Data analysis on gRNA sequencing results mainly uses two python scripts, parse.py and rush.py.
parse.py processes gRNA amplicon sequencing library to obtain individual gRNA counts for each screen, which includes the following steps:
1. concatenate and unzip fastq.gz files (.fastq.gz -> .fastq)
2. trim Illumina sequences (.fastq -> trimmed.fastq)
3. remove primer adapters (trimmed.fastq -> ready.fastq)
4. count perfect gRNAs (ready.fastq -> library_count.csv)

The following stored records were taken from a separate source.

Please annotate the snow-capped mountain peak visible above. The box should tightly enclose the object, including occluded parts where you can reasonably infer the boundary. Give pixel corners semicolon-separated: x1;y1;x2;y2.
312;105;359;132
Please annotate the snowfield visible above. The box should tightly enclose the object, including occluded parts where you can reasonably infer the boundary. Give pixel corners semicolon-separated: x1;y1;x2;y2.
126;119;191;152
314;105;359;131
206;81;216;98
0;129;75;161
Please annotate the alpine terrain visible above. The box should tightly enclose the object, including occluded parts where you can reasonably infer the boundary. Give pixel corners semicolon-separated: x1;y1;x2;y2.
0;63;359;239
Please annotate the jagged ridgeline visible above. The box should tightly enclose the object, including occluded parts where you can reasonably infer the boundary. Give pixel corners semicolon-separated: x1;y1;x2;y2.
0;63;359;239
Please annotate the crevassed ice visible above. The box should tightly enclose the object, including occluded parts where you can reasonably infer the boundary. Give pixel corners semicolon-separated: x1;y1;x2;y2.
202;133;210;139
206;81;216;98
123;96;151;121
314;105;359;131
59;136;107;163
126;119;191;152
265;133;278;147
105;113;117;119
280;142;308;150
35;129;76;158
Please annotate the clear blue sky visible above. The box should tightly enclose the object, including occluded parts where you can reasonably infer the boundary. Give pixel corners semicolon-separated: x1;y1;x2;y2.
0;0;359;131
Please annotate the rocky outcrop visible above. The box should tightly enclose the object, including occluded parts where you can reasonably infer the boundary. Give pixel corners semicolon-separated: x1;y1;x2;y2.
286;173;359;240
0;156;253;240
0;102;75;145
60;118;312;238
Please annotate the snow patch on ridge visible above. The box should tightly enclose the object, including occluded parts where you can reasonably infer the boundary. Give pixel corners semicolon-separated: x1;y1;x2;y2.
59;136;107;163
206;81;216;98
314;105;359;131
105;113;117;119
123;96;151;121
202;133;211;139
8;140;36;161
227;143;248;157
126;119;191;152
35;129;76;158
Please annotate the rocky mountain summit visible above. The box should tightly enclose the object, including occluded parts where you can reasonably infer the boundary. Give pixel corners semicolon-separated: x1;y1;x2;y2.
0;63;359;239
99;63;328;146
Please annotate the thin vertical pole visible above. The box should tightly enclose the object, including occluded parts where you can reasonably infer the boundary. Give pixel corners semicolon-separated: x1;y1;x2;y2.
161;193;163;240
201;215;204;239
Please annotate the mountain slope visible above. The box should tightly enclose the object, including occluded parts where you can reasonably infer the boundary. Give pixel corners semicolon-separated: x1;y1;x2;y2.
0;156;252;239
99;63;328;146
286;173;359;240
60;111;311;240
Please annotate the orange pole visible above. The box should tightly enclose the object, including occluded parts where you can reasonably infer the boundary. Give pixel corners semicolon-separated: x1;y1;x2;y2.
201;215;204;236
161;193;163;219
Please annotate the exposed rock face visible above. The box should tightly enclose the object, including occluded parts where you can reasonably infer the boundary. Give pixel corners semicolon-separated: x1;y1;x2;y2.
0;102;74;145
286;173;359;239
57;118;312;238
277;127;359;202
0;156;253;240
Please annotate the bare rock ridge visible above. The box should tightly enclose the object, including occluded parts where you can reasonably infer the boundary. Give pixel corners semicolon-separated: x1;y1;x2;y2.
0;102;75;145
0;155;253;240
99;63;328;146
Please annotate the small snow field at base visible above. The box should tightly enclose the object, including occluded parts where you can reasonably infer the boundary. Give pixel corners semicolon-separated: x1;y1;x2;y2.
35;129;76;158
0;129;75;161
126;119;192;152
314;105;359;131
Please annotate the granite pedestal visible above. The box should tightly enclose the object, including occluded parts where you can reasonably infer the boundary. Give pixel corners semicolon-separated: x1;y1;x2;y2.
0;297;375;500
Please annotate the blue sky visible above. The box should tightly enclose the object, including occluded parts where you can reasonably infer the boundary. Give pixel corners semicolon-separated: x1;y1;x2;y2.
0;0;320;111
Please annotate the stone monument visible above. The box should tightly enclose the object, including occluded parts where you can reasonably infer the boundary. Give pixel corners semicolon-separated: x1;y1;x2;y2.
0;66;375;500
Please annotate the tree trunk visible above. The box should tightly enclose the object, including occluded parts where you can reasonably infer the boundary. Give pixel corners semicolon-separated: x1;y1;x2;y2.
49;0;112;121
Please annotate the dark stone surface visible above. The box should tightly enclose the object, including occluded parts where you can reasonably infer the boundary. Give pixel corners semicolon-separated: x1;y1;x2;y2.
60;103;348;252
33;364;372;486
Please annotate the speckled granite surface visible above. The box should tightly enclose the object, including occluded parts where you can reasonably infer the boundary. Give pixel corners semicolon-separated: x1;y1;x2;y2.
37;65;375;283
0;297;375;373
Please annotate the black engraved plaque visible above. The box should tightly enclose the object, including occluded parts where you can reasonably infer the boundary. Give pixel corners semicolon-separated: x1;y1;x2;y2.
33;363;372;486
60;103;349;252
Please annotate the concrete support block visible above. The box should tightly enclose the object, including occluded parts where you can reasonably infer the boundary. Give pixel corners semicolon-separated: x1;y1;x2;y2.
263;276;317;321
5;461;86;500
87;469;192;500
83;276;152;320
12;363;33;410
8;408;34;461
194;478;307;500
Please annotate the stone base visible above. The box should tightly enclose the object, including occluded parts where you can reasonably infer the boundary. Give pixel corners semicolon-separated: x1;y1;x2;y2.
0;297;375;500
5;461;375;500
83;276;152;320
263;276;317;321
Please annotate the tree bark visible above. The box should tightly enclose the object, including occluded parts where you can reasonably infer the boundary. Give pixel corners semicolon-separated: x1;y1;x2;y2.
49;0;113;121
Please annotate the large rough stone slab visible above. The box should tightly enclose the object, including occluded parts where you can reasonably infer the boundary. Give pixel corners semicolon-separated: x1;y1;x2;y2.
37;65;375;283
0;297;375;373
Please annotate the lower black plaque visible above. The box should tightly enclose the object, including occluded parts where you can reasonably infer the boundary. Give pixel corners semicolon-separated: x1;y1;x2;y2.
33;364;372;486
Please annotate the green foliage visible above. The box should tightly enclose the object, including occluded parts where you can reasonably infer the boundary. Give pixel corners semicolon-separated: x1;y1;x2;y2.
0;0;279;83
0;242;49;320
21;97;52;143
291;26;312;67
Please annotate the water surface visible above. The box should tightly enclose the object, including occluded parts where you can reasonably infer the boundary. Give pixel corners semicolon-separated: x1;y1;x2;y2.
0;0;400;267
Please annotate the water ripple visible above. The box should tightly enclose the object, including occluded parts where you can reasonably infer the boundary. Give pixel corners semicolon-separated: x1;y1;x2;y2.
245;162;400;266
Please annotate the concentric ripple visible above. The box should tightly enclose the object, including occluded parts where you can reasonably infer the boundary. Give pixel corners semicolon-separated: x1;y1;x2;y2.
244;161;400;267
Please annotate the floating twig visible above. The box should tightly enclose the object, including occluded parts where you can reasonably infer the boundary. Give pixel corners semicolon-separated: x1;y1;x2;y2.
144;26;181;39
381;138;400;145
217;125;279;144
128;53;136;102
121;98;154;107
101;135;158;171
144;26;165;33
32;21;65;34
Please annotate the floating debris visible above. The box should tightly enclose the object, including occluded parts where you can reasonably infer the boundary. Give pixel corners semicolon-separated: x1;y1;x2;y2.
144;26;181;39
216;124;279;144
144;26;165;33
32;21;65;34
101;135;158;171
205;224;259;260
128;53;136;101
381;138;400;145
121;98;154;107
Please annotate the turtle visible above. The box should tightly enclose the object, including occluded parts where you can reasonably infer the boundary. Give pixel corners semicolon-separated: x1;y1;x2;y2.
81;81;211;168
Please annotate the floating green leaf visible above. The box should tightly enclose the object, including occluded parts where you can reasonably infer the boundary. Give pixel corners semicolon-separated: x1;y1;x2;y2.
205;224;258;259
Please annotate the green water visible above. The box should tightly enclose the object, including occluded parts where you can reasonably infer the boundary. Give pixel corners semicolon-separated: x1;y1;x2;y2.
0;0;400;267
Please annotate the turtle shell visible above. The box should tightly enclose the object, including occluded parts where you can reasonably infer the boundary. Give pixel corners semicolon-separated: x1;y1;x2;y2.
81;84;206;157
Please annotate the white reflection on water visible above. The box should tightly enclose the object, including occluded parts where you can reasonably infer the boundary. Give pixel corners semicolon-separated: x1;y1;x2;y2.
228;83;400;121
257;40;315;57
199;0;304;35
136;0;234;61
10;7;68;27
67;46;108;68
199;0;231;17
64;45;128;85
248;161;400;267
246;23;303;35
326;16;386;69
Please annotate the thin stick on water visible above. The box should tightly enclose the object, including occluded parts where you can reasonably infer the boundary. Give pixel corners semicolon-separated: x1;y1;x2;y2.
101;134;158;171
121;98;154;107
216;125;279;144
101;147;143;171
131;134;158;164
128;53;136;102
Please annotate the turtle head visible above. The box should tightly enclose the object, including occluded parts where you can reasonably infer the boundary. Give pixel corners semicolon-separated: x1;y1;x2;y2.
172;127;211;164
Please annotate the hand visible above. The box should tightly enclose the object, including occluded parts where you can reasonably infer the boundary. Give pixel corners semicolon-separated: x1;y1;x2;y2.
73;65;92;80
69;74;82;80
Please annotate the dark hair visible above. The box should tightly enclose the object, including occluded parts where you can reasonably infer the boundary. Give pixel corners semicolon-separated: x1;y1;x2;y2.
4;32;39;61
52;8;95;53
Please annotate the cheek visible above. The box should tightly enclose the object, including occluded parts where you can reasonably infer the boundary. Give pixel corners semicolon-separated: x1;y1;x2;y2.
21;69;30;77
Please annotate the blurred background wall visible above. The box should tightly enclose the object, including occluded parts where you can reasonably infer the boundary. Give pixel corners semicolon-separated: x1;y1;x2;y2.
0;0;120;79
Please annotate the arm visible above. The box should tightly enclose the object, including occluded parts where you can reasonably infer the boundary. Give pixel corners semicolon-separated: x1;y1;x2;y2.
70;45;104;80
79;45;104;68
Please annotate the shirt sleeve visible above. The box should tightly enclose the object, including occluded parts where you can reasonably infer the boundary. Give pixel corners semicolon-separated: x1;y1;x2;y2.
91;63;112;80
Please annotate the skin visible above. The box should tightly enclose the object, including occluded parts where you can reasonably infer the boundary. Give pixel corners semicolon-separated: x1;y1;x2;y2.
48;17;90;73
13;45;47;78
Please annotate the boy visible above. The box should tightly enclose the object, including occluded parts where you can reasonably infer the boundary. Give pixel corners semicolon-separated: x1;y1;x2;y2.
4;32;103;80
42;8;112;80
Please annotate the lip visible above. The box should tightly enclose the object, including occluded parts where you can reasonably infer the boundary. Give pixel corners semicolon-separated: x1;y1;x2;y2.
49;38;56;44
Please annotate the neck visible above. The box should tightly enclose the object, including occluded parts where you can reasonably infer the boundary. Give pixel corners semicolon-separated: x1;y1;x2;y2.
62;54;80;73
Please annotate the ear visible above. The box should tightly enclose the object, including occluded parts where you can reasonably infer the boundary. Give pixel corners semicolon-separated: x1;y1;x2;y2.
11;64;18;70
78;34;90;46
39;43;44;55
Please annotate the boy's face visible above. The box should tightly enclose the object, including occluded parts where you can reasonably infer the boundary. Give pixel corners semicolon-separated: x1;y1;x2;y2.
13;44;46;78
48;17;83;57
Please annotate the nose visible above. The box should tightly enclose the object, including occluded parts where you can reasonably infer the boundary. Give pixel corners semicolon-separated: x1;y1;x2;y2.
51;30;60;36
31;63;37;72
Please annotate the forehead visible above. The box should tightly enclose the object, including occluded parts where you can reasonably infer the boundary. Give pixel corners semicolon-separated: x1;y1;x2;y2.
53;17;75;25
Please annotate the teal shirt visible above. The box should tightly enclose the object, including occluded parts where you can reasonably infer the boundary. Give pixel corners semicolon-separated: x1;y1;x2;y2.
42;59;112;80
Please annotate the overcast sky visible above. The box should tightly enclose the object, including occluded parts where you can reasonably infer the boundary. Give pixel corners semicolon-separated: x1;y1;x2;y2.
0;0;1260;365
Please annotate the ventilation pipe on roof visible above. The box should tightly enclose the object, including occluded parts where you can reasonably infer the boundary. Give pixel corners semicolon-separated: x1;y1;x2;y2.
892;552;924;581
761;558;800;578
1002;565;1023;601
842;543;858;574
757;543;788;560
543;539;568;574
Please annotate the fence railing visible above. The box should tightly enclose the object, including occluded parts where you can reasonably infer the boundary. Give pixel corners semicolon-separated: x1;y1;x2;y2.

rush.py handles gRNA count csv files from all the screens to generate results in summary csv files.
Relevant file descriptions are listed below:
count_spacers_py3.py - module that finds gRNA sequences (parse.py)
TruSeq3-SE.fa - fasta file needed for trimmomatic that trims adapter sequences (parse.py)
library_sequences.csv - csv file containing gRNA library sequences (parse.py)
utils.py - module containing functions for calculations (rush.py)
oligo_library_sequences.xlsx - excel file containing information about the gRNA library (rush.py)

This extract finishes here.